Children should be taught about the benefits of the British Empire, the Education Secretary has said.

Nadhim Zahawi warned woke teachers they should not just preach about the negative parts of the country's history.

The Cabinet minister said they should leave their political views outside the classroom and not impose it on their pupils.

He cited the Iraqi civil service before Saddam Hussein rose to power as 'the sort of thing children should be learning about'.

Mr Zahawi's comments echoes those by equalities minister Kemi Badenoch, who argued both sides of the story must be taught in a 'nuanced' way.

When asked on Times Radio whether he agreed with his colleague, Mr Zahawi said: 'Yes I do.

'Let me give you an example. You know that my parents fled Iraq because of Saddam Hussein.

'If you ask Iraq before the Ba'athist regime came into office about cronies and criminals, Iraq was left a legacy of a British civil service system which actually served the country incredibly well for many, many decades, and that's the sort of thing that actually children should be learning about.

'And of course all aspects of empire, and I think that's important.'

Mrs Badenoch earlier this month said when she was growing up in Nigeria the legacy of the British Empire was taught in a 'nuanced' way.

She urged schools to emulate this and teach about both the positive and negative aspects.

She had just published the Government's strategy on tackling racial disparities, which includes plans for a new model history curriculum.

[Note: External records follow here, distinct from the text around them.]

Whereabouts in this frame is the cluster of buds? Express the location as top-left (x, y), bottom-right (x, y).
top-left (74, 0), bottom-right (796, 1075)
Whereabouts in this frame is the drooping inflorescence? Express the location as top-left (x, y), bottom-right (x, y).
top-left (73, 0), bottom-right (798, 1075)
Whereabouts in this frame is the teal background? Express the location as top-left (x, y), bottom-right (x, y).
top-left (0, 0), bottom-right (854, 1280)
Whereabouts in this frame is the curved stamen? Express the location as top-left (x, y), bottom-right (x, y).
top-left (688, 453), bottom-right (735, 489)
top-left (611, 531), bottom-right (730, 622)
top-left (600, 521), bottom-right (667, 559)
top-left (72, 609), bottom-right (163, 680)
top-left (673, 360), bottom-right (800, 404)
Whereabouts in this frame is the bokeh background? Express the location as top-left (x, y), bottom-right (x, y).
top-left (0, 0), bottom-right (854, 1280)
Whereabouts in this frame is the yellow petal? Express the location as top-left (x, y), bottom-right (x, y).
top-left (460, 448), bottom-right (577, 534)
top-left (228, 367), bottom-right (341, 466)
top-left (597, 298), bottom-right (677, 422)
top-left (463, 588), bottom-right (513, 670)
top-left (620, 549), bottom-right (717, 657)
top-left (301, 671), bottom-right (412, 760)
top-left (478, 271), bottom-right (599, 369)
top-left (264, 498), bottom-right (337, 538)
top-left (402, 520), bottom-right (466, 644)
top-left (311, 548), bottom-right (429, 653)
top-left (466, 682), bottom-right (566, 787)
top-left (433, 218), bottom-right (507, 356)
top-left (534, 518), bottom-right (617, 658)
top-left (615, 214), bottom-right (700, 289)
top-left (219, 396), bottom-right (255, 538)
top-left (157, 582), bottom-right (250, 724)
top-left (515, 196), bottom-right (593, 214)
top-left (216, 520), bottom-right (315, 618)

She told Times Radio she believes race is often exploited for political reasons and it was not her reality that all black people are victims.

She said the decision by Nottingham University to deny race report author Tony Sewell an honorary degree would have a 'chilling effect' on the ability of black people to speak out.

Mrs Badenoch said schools should tell both sides of the Empire story: 'History isn't about trying to enforce a particular narrative. It's about telling the truth about things that happened.

'There were terrible things that happened during the Empire. There were other good things that happened.

'When I learned about it in Nigeria, we got a very nuanced picture. But there wasn't any sort of attempt to describe the Empire as having just oppressed them.

'I think my upbringing in another country has really influenced the way that I look at these things.'

She said she did not agree with 'teaching young people to see themselves as victims rather than just the latest generation of an ever-evolving story'.

Mrs Badenoch said although colonialism was wrong it had happened throughout history and it did not help to 'point fingers'.

The minister said she had faced online abuse from black people over her views. She added: 'And it's not as many... white nationalists. A lot is actually from people who think that I'm betraying my race.' 

A 2020 survey found Britons were more nostalgic for an empire than any other former imperial power.

The polling, from YouGov, showed 27 percent of people in the UK would have liked Britain to still have an empire, 50 percent would not and 23 percent did not know.